When it comes to operations management, the Incident Manager capability allows you to create response plan for incidents. Response plan can execute runbook actions once an incident is logged. It also helps you notify the on-call incident response team. On the other hand, OpsCenter capability allows you to create OpsItem, which also includes a way to execute runbook. The OpsData can aggregate to Explorer, which is a centralized dashboard for operations data. The Explorer, OpsCenter and Incident Manager capabilities can operate at organization level.
These capabilities around change management and operations management come nowhere close to full-fledged ITSM solutions such as ServiceNow or SMAX. However, they have the ability to trigger runbooks and natively integrate with other AWS services.

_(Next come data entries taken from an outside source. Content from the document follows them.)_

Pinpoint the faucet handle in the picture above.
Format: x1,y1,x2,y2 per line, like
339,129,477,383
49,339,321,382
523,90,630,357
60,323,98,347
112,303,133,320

There is also a quick setup capability which uses pre-baked CloudFormation template to configure other services. For Patch manager the current recommendation is to use quick setup to configure patch policy.
Systems Manager has so many capabilities that I cannot cover everything in a single post. Here is a good walk-through. Some capabilities like session manager, fleet manager and state manager, are extremely helpful. However, in my opinion, there are two problems with grouping all these capabilities under Systems Manager. First, With too many different capabilities, this service lacks focus, which makes it difficult to learn what Systems Manager does. Second, some capabilities have overlap with other capabilities, or another AWS services, which also makes it confusing. I try to sort out how these capabilities enable each other in the diagram below:
This diagram may not be 100% accurate but it demonstrate the dependencies and can assist troubleshooting. For example, when compliance is missing data, check the execution history of run command. It also illustrates the key role of SSM agent as the underlying enabler of most of the other capabilities.